Toni Morrison - Love - 2005
Different from her usual novels but just as exciting and interesting. Toni Morrison manages to describe so many different women, all in love with the same guy. A lot of different characters, a lot of different subjects: love, rivalry, charity, struggles. I really like the author and her books.
(thread first started 28.04.06)
Paradise is centred on the lives of the inhabitants of Ruby, Oklahoma, a town established and run by African Americans, the descendants of slaves who strive to maintain racial purity. When their environment is seemingly threatened by four women who move into an old convent on the outskirts of the town, the inhabitants take the law into their own hands and exact a brutal cleansing.
This is not an easy read, but the way it deals with racism is interesting in that Morrison uses the xenophobia of the townspeople to engender hatred for their own kind. It's an interesting examination of the effects of slavery and mistrust of these former slaves. Like Beloved, it highlights the pride and determination of the African American people.
Nearly finished this book, which is set in 1926 and covers the lives of Violet (a woman who attacks a dead woman at her funeral) and her husband Joe (who was the lover of said dead woman). It has lots of flashbacks and the same scene shown from different characters points of view, which adds to the fully fleshed juicyness of what could be a real downer of a story.
So far I'm enjoying it a lot (no wonder Morrison is a Pulitzer Prize winner) but there are some sections/paragraphs that I couldn't follow at all. What I mean is, I couldn't figure out what she (the author) was referring to or what it was actually describing. I hate it when authors do that - a good editor would have pointed that out.
But a very interesting look at African Americans and their lives in the early 1900s.
When it comes to the giants of the second half of twentieth-century American fiction, it tends to be Mailer, Updike, Bellow and Roth. With DeLillo bubbling under, for some. Morrison seems to get left out of the big three/four/five, or whatever. She's not one of those literary giants. And I'm beginning to feel convinced this is because she's a giantess. And black. And therefore not in the running in quite the same way. I'm not saying she's not admired. Just that she's admired in a different way, and in a different category. Or two...
I don't remember how many times I put Beloved aside after reading just a couple of pages, but it was a lot. Nor do I remember in what circumstances I finally got into it and decided it was one of the most brilliant novels I'd ever read. Somehow or other I know I felt I'd done it justice.

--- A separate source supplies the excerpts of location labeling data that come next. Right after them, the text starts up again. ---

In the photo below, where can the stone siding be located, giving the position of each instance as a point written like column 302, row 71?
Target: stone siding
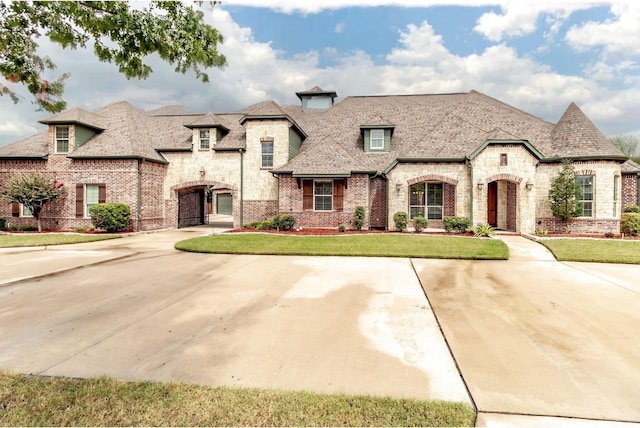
column 456, row 177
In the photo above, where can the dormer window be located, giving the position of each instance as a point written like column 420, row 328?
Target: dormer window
column 376, row 139
column 62, row 139
column 205, row 140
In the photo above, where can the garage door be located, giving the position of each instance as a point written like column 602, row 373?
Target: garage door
column 191, row 207
column 224, row 203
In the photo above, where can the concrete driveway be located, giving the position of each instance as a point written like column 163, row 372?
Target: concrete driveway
column 536, row 341
column 533, row 336
column 147, row 311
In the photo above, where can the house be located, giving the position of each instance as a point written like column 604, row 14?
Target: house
column 461, row 154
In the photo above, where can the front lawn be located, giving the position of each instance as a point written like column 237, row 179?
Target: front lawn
column 43, row 239
column 370, row 245
column 31, row 401
column 594, row 250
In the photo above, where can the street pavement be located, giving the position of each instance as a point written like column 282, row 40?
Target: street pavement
column 529, row 341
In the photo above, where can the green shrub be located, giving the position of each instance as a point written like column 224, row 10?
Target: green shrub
column 483, row 230
column 542, row 232
column 112, row 217
column 400, row 219
column 283, row 222
column 456, row 224
column 265, row 225
column 420, row 223
column 630, row 224
column 358, row 217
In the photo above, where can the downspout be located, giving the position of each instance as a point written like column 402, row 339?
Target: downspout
column 139, row 197
column 241, row 187
column 471, row 201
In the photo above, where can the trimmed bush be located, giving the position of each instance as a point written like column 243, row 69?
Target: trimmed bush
column 483, row 230
column 456, row 224
column 358, row 217
column 420, row 223
column 112, row 217
column 283, row 222
column 630, row 223
column 400, row 219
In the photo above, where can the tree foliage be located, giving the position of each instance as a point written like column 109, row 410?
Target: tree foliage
column 33, row 191
column 565, row 193
column 628, row 144
column 120, row 34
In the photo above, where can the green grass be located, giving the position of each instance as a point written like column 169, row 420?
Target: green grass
column 42, row 239
column 372, row 245
column 594, row 250
column 31, row 401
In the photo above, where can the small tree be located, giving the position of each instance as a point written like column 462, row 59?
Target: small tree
column 33, row 191
column 565, row 194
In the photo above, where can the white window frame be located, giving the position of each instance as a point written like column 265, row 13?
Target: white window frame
column 61, row 139
column 205, row 138
column 89, row 203
column 25, row 212
column 426, row 210
column 266, row 156
column 583, row 200
column 324, row 196
column 377, row 136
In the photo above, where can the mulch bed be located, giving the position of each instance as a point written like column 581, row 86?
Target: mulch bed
column 324, row 231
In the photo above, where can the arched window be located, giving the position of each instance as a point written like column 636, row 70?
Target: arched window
column 426, row 200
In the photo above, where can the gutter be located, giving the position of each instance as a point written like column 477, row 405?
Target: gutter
column 139, row 197
column 241, row 187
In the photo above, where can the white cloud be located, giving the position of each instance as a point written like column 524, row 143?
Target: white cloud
column 420, row 63
column 619, row 36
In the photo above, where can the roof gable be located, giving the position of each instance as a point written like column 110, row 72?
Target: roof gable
column 77, row 116
column 575, row 135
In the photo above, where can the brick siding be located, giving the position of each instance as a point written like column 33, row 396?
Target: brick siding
column 356, row 193
column 629, row 190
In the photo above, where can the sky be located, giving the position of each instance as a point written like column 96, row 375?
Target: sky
column 537, row 56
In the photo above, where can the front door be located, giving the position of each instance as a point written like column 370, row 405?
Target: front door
column 492, row 204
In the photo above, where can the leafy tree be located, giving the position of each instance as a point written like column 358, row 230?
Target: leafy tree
column 565, row 194
column 33, row 191
column 119, row 31
column 629, row 145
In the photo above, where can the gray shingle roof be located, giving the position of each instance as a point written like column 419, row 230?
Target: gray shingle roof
column 576, row 135
column 77, row 116
column 630, row 167
column 441, row 127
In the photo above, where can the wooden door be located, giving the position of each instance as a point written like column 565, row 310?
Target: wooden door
column 492, row 204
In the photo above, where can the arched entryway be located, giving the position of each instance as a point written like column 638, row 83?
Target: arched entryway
column 502, row 202
column 198, row 200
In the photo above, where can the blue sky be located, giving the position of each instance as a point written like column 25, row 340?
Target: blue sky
column 536, row 56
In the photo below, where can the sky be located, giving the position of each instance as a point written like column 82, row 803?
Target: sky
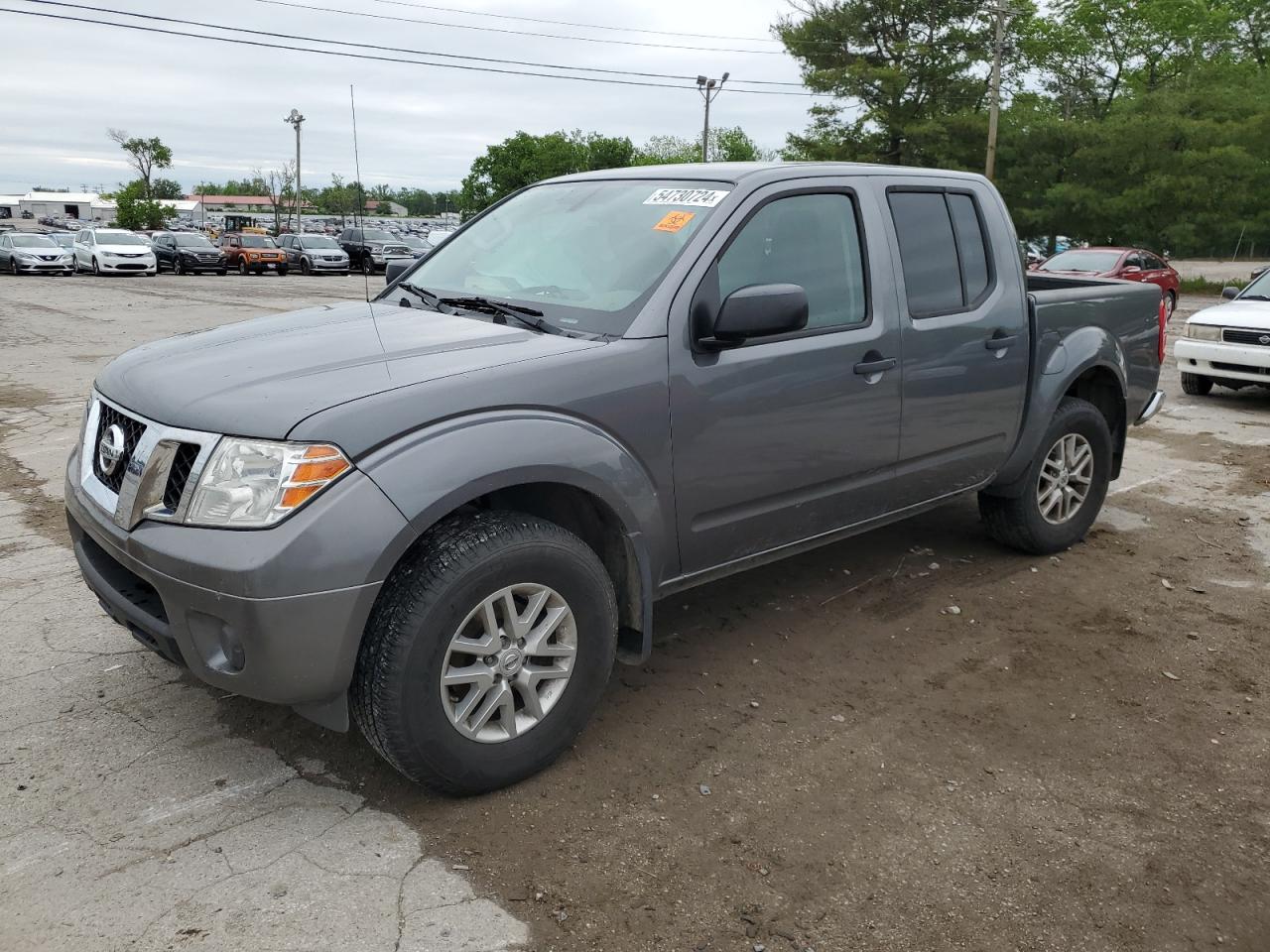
column 221, row 107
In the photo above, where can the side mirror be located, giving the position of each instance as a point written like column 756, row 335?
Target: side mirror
column 758, row 311
column 395, row 270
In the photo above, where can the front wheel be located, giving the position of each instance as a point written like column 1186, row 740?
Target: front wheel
column 1197, row 384
column 486, row 652
column 1065, row 486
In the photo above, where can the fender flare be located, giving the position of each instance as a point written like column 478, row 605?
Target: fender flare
column 434, row 471
column 1076, row 354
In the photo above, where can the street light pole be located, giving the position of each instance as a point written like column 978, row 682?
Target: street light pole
column 708, row 89
column 298, row 119
column 994, row 91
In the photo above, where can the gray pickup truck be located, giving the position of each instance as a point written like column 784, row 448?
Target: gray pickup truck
column 445, row 512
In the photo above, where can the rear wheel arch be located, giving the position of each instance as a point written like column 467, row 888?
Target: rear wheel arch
column 1100, row 386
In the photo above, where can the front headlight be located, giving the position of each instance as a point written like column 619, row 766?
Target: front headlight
column 254, row 483
column 1203, row 331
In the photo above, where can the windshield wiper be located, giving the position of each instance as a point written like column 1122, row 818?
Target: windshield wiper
column 431, row 299
column 527, row 316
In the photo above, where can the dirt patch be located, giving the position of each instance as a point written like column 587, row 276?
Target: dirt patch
column 804, row 769
column 42, row 515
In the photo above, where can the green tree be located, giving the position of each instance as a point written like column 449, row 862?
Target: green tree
column 906, row 66
column 524, row 159
column 726, row 145
column 167, row 189
column 136, row 209
column 145, row 155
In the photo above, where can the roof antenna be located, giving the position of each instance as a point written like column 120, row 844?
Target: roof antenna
column 361, row 211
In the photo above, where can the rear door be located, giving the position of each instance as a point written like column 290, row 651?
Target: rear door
column 964, row 335
column 789, row 436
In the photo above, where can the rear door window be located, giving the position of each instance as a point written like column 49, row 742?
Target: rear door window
column 943, row 249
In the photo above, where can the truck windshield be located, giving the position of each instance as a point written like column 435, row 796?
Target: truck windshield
column 587, row 254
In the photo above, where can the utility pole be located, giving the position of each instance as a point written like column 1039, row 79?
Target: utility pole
column 298, row 121
column 994, row 90
column 708, row 90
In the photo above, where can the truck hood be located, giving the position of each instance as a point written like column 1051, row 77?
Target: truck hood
column 1250, row 315
column 262, row 377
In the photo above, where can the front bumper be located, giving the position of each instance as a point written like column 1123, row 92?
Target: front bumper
column 275, row 615
column 1214, row 358
column 45, row 267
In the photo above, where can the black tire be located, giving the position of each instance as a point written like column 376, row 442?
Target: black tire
column 1017, row 521
column 397, row 694
column 1197, row 384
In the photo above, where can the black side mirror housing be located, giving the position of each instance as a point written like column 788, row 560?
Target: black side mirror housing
column 757, row 311
column 395, row 270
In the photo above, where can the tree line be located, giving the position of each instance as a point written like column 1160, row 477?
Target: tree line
column 1137, row 122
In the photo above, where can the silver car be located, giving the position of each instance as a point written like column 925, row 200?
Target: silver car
column 314, row 254
column 33, row 254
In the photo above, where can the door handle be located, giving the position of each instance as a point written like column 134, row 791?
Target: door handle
column 866, row 368
column 1000, row 341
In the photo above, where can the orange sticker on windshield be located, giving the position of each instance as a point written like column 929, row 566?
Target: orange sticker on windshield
column 674, row 221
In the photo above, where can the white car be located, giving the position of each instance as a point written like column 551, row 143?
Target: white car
column 113, row 252
column 1228, row 343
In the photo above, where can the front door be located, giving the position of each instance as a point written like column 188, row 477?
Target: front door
column 792, row 436
column 965, row 338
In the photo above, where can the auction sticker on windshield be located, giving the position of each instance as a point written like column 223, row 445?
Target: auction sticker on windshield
column 699, row 197
column 674, row 221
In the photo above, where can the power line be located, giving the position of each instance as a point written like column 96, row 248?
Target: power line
column 386, row 49
column 572, row 23
column 522, row 32
column 367, row 56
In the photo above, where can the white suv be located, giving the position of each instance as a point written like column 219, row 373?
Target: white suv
column 113, row 252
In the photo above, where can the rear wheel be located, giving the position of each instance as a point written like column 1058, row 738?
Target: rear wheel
column 486, row 652
column 1065, row 486
column 1197, row 384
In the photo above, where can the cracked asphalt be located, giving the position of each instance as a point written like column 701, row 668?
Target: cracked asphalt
column 131, row 817
column 1075, row 760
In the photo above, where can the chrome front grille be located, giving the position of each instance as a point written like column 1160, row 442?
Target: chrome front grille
column 157, row 474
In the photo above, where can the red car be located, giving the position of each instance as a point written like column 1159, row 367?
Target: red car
column 1125, row 263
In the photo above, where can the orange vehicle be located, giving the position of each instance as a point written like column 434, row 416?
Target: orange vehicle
column 253, row 254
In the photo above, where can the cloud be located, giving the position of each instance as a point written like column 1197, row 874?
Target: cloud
column 221, row 107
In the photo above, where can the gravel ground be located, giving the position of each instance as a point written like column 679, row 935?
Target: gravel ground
column 818, row 756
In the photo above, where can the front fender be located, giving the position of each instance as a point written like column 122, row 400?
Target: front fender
column 1075, row 354
column 439, row 468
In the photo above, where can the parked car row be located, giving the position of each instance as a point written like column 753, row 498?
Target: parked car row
column 1123, row 263
column 119, row 252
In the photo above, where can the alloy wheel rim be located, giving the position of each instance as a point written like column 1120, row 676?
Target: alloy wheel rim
column 1065, row 480
column 509, row 662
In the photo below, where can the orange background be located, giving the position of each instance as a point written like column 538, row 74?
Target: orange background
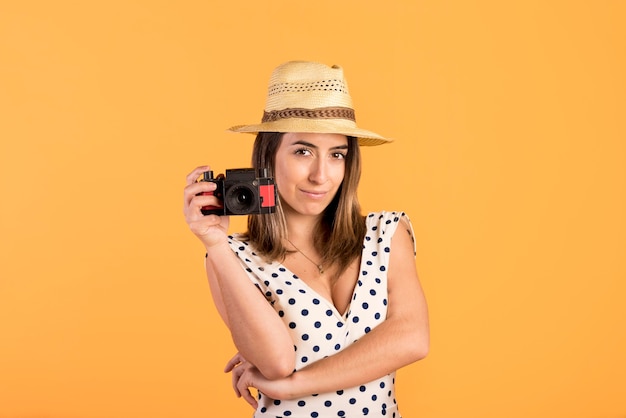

I've just finished Paradise with the weird feeling that I haven't managed to do it justice first time around. But I'm convinced it's brilliant. There is more about American society in there than there is in twenty other novels, even good ones. There is more poetry in there than there is in a lot of so-called poems.
Various reviewers on the US Amazon site have praised the virtues of "difficult" books, and Paradise is very difficult indeed, even more so than Beloved. To do it justice you'd need to make notes on every single page. Nothing is ever explained. But it all makes sense... or it would have done if I'd taken the time.
I won't even begin to say what it's about. It's about just about everything.
Here's Ali Smith:
I'll believe Ali Smith any day. And the people on the US Amazon site that gave it *****.
But I'm afraid I can't possibly rate this. I'm not worthy to rate it. I'll abstain: Paradise can't be reduced to a number of asterisks. Not even five.
This beautiful and sad little book by Nobel prize winning Toni Morrison tells the story of slave-girl Florens in seventeenth century America.
Morrison uses luminescent prose in her depiction of a time when it was openly acceptable for one man to own another, and to explore some of the darkest aspects of human nature. The story seems to encompass not only the human passion of Florens and the tragic little family she comes to live with, but just about every horror of the time that you can imagine, from slave sales to witch hunts.
The book alternates from first person to third person, beginning in an arresting but also slightly bewildering confessional voice. Its most believable sections return to this voice and detail the obsession of Florens’s desire for the free negro blacksmith who is briefly her lover. Florens’s life is also coloured by her feelings towards the mother who gave her away, although she does not guess why. What the ‘mercy’ of the title refers to was an idea that had me puzzled until the end of the book.
A Mercy has distinct similarities to Morrison’s masterpiece, Beloved, but is a much shorter book and a good introduction to Morrison for those who have been meaning to get to her fiction, one day.